Ist damit also alles gut? Lange Zeit nicht: Schwangere Frauen und Mütter wurden zwar wahrgenommen, allerdings nach wie vor nicht als Normalfall. Vielmehr erlebten oder erleben Frauen immer noch im Arbeitsumfeld, dass ihnen zwar Mitgefühl, Rücksicht oder Anerkennung der Schwanger- oder Mutterschaft entgegengebracht werden – aber mehr so, wie eine Kollegin einmal sagte, „als habe man eine Behinderung“. Männliche Vorgesetzte integrieren Frauen mit Babybäuchen oder Kleinkindern und ermöglichen ihnen, abends auch mal früher heimzugehen. Dass diese Mütter aber für sogenannte Führungspositionen geeignet sein könnten, gar zu ihren Konkurrentinnen werden, das schien noch bis vor wenigen Jahren völlig undenkbar. Nachvollziehbar damals also das Bestreben von Frauen, eine Schwangerschaft erst einmal verstecken zu wollen.
Nicht krank, sondern einfach schwanger
Kürzlich erregte ein Auftritt der zweimaligen Hindernis-Europameisterin Gesa Krause Aufsehen. Die Läuferin erwartet im Mai ein Kind und trainiert trotzdem schwanger weiter, beim Silvesterlauf in Trier nahm sie ganz normal teil.

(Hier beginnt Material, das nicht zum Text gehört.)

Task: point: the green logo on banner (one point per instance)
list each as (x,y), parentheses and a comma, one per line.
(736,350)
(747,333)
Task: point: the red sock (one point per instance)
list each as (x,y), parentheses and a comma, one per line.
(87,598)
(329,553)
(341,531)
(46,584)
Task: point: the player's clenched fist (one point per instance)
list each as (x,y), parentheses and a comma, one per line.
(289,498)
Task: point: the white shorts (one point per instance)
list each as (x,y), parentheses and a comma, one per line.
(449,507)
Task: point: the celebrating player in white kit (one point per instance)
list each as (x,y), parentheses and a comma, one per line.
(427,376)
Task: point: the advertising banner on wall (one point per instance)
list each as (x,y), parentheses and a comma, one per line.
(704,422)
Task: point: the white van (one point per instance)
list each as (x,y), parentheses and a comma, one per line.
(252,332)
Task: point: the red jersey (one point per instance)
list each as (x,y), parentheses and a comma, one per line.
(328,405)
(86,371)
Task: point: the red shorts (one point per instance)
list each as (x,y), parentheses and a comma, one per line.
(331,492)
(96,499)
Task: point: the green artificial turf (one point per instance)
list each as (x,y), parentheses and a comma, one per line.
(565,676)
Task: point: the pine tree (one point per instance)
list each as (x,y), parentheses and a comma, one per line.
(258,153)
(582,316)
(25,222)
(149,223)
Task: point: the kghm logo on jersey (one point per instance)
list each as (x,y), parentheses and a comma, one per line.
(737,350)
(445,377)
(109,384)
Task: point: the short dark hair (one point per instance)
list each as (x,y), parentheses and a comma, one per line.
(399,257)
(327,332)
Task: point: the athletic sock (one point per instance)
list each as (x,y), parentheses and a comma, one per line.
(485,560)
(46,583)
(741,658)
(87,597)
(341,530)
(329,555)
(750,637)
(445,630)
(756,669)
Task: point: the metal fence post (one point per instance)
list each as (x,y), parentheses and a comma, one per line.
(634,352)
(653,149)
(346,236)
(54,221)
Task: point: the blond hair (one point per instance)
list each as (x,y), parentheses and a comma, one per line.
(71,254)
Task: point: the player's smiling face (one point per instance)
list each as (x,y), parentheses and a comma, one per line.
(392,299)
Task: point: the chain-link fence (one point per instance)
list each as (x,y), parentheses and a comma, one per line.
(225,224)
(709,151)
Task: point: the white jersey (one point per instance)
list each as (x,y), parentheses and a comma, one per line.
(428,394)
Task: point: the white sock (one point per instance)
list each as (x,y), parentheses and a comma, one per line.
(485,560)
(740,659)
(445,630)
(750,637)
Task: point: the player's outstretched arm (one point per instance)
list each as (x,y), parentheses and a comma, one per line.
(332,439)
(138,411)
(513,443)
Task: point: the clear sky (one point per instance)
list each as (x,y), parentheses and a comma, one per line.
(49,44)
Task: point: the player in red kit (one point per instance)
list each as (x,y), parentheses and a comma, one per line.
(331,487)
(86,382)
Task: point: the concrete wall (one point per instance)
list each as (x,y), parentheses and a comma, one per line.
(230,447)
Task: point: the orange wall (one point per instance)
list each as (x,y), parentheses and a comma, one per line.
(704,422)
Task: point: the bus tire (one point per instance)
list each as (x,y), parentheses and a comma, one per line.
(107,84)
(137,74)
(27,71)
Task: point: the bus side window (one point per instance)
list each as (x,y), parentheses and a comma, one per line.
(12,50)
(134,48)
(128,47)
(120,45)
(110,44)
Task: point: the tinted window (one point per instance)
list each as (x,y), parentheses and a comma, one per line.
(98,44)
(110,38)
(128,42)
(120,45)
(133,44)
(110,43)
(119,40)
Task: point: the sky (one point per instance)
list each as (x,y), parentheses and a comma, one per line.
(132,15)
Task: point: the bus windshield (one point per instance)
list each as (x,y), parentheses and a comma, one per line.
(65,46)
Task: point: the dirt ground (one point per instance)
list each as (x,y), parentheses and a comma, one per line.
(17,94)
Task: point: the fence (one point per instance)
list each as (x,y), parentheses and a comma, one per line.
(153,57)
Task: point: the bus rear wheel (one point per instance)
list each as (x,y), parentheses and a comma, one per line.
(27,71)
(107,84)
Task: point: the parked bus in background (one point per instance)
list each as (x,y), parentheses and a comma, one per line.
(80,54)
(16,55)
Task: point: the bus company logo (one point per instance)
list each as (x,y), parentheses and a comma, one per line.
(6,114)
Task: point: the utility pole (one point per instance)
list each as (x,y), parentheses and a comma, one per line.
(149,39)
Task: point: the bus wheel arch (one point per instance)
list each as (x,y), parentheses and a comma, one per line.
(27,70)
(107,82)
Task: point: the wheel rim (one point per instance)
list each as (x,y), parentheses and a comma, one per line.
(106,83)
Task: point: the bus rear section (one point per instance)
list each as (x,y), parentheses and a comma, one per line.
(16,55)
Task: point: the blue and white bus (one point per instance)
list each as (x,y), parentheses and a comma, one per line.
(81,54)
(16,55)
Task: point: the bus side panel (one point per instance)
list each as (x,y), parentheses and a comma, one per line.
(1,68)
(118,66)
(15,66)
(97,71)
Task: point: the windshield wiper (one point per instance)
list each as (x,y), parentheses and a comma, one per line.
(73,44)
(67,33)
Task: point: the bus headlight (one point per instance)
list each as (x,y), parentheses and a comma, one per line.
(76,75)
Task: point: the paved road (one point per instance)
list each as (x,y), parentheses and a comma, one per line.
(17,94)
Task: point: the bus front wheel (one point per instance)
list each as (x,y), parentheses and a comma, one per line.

In Interviews sagte die Sportlerin, sie sei schließlich nicht krank, sondern schwanger. „Vielleicht erkennen durch mich auch andere Frauen, dass Schwangerschaft und Sport vereinbar sind“, sagte die Leichtathletin. Mütter seien zu wenig im Leistungssport vertreten.
Prominente haben die Mittel, gesellschaftliche Veränderungen voranzutreiben, und Rihannas Auftritt beim Super Bowl diese Woche zeigt: Vor zwanzig oder dreißig Jahren wäre eine deutlich sichtbar schwangere Sängerin nicht in so einer großen Show aufgetreten, vor zehn Jahren hätte man sich, wenn schon ein schwangerer Auftritt, nichts anderes vorstellen können, als eine madonnenhafte Rihanna, ausstaffiert mit Heiligenschein, wallendem Haar und nacktem Bauch, die engelsgleich auf den Platz fliegt – eine Inszenierung der Übermutter. Rihanna hat ihren Zustand im Vorfeld des Super Bowls nicht an die große Glocke gehängt, wie man das sonst von Instagram-Müttern kennt, die auf dieser Basis ihre Familie zu barem Geld machen. Rihanna ist einfach schwanger aufgetreten – eben weil sie gerade schwanger ist. Die Inszenierung ist trotzdem perfekt: Das betont praktische, feuerrote Outfit ließ die Sängerin auf provokante Weise aussehen wie einen Automechaniker oder eine übergroße Plazenta. Das passt in eine Zeit, in der Frauen offen über ihre Menstruation und ihre Vulva diskutieren und in der Mutterschaft wieder als Arbeit, nämlich Care-Arbeit, gesehen wird.